German Wikipedia says the term is general for all kinds of organs (and that “Beuscheltelefon” is dialect for “stethoscope”!), so variations in the ingredients probably aren’t that big of a deal.
This has “Beuschel” as a variant of onomatopoetic “Bausch” …so I now wonder how related “Beuschel” might be to other suspiciously similar words like pouch, bushel, German “Bauch”, “Pauschal”, etc.
half-mythical [ɶ]
There’s nothing mythical about [ɶ] at all, it’s completely standard for post-rhotic /œ/ in Danish.
/ɶ/ is of course another matter.
If you can’t make sense of the above, your default web font has the same merger of œ (U+0153) and ɶ (U+0276) as mine. Try copy-pasting into a text editor and playing with the font settings. On my Mac (OS X 10.10.5), Helvetica conflates them (both look like U+0153) and Arial does not.
Here’s a connection with Austria: a (famous?) cook from Touraine called Edouard Nignon (1865-1934) worked for Franz-Joseph of Austria.
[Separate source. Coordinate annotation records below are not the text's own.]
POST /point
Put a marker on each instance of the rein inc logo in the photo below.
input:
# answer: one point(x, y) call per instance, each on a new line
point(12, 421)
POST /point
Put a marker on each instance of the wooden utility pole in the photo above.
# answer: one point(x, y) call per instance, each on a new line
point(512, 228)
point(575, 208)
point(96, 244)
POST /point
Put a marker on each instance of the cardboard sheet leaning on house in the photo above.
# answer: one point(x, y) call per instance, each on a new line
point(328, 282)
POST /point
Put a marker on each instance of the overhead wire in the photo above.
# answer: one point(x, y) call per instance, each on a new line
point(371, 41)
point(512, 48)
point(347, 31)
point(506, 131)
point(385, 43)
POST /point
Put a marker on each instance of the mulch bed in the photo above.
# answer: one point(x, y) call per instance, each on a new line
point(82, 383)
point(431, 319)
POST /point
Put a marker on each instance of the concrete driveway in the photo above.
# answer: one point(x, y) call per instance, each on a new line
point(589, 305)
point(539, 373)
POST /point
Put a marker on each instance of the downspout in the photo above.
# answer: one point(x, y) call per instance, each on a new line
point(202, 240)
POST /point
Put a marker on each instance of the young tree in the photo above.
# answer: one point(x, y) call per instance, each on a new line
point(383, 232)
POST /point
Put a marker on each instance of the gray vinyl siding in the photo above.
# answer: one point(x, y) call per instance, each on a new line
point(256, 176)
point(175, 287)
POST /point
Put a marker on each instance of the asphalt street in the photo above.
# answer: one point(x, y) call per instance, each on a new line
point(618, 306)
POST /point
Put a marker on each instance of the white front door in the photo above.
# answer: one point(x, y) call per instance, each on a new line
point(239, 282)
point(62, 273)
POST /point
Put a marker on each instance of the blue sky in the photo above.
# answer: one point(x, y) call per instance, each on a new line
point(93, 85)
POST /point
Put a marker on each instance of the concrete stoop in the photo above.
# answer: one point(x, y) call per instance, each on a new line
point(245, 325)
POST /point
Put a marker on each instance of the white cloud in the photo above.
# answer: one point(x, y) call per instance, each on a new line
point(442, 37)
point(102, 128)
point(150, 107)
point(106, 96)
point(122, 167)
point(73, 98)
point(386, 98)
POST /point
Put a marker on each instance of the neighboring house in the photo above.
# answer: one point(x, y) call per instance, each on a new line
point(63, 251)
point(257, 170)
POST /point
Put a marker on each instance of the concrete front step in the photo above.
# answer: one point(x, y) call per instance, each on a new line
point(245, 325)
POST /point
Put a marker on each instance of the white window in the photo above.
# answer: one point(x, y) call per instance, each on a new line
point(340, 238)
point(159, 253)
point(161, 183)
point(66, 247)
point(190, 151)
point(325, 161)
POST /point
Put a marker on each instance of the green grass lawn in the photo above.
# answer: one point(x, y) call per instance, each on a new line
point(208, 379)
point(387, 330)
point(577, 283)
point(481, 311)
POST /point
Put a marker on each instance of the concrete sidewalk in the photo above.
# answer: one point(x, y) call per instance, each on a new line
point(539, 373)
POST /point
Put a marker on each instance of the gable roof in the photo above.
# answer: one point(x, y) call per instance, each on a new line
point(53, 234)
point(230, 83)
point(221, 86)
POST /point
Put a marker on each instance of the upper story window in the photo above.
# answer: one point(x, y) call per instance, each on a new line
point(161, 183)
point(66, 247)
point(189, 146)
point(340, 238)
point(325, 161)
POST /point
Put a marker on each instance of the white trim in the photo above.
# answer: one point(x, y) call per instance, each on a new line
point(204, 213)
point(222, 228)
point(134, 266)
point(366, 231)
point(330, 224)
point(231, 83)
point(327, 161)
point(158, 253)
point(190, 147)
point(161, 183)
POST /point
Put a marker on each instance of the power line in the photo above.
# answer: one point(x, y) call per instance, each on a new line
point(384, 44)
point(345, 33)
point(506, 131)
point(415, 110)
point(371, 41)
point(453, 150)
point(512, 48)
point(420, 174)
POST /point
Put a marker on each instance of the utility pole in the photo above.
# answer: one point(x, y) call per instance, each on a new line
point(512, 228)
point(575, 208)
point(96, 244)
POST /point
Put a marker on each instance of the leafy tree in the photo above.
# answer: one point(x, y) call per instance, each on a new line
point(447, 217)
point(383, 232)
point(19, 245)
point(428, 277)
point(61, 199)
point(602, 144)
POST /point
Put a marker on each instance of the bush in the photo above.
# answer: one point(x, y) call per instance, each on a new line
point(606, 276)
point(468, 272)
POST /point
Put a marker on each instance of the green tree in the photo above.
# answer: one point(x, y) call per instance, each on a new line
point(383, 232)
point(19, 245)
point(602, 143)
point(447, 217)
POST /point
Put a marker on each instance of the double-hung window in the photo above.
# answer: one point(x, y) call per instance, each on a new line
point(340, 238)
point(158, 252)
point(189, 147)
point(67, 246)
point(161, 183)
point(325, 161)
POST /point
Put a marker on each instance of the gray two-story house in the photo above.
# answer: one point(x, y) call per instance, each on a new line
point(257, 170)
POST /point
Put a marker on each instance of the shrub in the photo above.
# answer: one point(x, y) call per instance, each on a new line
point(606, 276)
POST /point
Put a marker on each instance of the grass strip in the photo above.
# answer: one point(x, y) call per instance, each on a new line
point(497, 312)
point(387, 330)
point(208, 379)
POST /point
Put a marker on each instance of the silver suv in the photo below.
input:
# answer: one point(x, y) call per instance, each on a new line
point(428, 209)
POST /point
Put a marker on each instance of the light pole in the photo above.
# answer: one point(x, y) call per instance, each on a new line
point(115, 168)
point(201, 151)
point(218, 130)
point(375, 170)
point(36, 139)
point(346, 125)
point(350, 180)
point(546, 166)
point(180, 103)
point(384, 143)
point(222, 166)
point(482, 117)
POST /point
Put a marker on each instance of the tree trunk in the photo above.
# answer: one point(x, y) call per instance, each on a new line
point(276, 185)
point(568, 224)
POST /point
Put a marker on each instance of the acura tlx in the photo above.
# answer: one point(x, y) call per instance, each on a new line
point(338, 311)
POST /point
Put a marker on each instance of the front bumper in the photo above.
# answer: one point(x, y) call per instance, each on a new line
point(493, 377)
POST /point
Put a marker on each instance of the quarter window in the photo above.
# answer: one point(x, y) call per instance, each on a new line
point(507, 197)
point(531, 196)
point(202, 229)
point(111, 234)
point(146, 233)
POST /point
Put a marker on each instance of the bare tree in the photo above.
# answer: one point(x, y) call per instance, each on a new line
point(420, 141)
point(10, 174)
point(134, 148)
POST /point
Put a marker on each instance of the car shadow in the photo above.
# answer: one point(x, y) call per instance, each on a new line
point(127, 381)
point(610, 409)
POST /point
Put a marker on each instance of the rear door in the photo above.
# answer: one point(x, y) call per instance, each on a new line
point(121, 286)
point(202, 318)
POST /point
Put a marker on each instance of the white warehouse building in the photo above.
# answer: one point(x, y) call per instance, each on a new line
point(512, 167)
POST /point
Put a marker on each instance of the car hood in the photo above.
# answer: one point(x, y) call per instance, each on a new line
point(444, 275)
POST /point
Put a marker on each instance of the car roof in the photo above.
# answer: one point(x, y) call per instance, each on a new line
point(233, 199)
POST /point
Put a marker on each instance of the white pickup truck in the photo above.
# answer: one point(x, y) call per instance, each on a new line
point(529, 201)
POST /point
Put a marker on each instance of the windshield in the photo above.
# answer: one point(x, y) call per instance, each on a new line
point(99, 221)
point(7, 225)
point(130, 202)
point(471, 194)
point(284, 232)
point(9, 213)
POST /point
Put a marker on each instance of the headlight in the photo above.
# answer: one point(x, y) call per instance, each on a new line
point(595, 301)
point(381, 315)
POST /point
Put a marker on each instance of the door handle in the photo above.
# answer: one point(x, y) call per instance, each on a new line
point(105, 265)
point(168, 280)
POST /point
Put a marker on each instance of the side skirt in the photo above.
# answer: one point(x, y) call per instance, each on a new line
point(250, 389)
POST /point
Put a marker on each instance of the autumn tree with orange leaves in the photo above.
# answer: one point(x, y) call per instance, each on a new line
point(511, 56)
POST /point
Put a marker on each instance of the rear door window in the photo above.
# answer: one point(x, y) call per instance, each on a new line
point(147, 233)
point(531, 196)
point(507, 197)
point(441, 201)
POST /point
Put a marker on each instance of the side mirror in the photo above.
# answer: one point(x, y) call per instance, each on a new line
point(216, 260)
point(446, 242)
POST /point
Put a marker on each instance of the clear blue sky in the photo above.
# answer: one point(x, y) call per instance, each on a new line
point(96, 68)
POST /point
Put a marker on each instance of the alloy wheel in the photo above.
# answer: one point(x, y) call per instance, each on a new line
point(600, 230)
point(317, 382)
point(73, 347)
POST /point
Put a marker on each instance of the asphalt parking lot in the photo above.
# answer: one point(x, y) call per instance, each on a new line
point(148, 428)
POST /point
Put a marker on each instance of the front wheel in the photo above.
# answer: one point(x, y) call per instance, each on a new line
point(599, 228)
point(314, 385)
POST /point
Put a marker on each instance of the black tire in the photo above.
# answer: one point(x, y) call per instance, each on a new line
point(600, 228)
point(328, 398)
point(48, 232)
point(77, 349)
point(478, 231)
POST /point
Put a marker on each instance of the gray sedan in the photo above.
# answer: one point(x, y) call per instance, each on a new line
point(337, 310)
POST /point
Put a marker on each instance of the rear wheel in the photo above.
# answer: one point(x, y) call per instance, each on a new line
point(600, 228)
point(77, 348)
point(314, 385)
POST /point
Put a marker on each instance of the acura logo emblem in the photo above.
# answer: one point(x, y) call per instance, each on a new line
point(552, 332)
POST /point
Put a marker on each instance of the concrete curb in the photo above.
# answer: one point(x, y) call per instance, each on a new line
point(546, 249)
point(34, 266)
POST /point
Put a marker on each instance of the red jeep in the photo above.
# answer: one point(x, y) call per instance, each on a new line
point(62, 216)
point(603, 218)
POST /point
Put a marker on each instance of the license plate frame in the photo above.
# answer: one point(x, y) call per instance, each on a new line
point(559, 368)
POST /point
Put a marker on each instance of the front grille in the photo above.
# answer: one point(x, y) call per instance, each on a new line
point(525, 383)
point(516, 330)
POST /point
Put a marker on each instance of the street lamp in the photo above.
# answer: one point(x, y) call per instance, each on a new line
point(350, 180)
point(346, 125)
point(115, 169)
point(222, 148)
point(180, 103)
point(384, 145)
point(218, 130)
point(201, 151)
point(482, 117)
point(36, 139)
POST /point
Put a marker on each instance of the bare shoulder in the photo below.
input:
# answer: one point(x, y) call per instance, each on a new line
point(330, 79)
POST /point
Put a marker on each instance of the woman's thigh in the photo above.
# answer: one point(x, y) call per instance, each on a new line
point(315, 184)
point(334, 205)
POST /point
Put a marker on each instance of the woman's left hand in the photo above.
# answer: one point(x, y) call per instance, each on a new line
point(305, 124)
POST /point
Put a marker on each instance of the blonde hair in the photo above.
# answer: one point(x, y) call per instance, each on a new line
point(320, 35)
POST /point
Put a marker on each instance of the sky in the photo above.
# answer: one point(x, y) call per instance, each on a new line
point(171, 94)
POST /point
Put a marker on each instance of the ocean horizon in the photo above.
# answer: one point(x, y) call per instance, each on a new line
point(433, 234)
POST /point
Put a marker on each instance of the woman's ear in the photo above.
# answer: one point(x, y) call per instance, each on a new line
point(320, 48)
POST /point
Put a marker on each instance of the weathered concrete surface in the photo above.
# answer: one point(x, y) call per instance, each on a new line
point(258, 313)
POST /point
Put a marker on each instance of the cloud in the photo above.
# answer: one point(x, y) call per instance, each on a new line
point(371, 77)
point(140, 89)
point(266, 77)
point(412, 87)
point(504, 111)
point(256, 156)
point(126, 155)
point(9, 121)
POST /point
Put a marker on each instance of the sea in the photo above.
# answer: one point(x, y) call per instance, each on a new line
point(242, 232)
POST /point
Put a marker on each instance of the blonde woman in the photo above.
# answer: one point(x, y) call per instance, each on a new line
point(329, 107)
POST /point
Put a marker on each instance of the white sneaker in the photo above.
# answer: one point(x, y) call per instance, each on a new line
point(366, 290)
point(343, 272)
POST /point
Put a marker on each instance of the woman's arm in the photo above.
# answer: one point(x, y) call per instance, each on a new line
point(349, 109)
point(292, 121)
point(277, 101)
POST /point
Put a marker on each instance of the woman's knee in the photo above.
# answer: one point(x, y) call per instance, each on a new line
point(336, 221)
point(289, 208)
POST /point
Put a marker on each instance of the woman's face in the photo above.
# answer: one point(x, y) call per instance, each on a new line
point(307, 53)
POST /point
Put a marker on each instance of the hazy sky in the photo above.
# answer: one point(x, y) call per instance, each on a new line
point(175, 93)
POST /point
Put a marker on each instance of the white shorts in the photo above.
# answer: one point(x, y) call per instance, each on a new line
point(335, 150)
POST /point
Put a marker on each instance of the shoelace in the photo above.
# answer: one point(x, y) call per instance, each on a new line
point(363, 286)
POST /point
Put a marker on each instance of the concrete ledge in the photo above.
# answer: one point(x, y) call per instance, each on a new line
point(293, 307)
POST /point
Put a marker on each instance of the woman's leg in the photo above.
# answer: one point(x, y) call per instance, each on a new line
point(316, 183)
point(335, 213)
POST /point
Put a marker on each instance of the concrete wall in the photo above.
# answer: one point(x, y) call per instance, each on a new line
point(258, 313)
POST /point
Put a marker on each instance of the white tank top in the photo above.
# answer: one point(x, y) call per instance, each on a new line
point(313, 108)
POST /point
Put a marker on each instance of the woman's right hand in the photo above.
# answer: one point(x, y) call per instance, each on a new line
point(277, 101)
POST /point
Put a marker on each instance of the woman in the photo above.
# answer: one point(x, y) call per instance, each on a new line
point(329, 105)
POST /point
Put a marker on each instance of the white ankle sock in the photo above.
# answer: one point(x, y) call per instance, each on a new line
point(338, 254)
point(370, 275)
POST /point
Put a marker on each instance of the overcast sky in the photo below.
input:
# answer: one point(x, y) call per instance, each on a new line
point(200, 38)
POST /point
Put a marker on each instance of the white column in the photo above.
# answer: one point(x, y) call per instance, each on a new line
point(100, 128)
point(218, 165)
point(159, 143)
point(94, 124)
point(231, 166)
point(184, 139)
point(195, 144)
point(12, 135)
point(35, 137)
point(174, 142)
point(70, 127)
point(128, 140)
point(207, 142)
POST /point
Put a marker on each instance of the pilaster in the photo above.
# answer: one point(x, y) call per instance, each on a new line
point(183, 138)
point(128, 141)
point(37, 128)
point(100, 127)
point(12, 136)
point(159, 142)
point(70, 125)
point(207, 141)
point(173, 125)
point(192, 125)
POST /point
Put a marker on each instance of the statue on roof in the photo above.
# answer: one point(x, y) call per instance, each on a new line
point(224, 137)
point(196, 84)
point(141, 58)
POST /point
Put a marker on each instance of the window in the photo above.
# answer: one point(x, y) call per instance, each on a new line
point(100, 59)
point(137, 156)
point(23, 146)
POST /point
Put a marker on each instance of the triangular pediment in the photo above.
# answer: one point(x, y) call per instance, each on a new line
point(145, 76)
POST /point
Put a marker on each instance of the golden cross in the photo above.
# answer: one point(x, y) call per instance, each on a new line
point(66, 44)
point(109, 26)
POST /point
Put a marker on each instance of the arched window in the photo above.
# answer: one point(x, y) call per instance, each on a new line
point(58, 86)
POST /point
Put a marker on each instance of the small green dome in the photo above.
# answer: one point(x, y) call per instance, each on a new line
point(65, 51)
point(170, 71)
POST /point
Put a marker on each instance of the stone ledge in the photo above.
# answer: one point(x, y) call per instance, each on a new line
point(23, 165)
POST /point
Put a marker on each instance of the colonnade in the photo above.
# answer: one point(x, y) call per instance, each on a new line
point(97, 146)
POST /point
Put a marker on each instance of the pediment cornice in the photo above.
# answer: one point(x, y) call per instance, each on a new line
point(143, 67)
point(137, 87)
This link says he “reinvented” an old dish of offal and “sauce Blanche”. The implication is that he exported it to Austria, hence the naming similarity. Since no sources are given, I can’t vouch for the truth of the assertion, but I’d say it’s an interesting candidate.
Here’s Nignon’s recipe being described with the German word: http://www.rollingpin.at/magazin/rezepte/calamari-beuschel/
“Beuschel” is pronounced [baiʃl] in Vienna. I only know it as a way to jokingly refer to the human lung, and of course the dish. (eu), (äu) or other creative spellings are sometimes used to render the Viennese [ɶ] sound resulting from some vowels + /l/, but this is not such a case.
It’s clearly a diminutive of “Bausch”, so something puffed up. According to Kluge, it originally was used to refer to bunched up clothes, then innards. The use for the dish seems to date only to the 19th century.
Danish is legendary itself :-þ
Yes, and the eastern Austrian dialects are supposed to have a distinction between /œ/ (el) and /ɶ/ (eu/äu/eil). This sounds right from my experience in Vienna, though I can’t think of a minimal pair right now.
Yeah, i lookd up in the Kluge too, it seems cleer that ‘beuschel’ is the original word, coming from ‘bausch’, meening wad, bundle of fluf. And the Nignon conection seems cleer too. So probbably he lernd the recipe in Vien and braut it bak to Tourain, using just lams kidnys. If he had braut it from Tourain to Vien, the dish would hav alreddy a name, an originaly french name. And he certanly would keep it in Austria, since dishes with french names sound mor delicius for the speekers of enny other languages (exept for chinese and the like, who hav no idea of the difrences between european nations).
Photo of Wiener Beuschel
Looks tasty!
(How did I miss this last time? – I found this now while looking for something completely different.)
There is no [ai] or even [ɛɪ] in Vienna; do you mean ei, i.e. [ɛ̞]? That would indeed argue for a derivation from Bausch.
I’m glad you ran across that and responded; I’d been wondering which was correct (way back in 2016, not recently).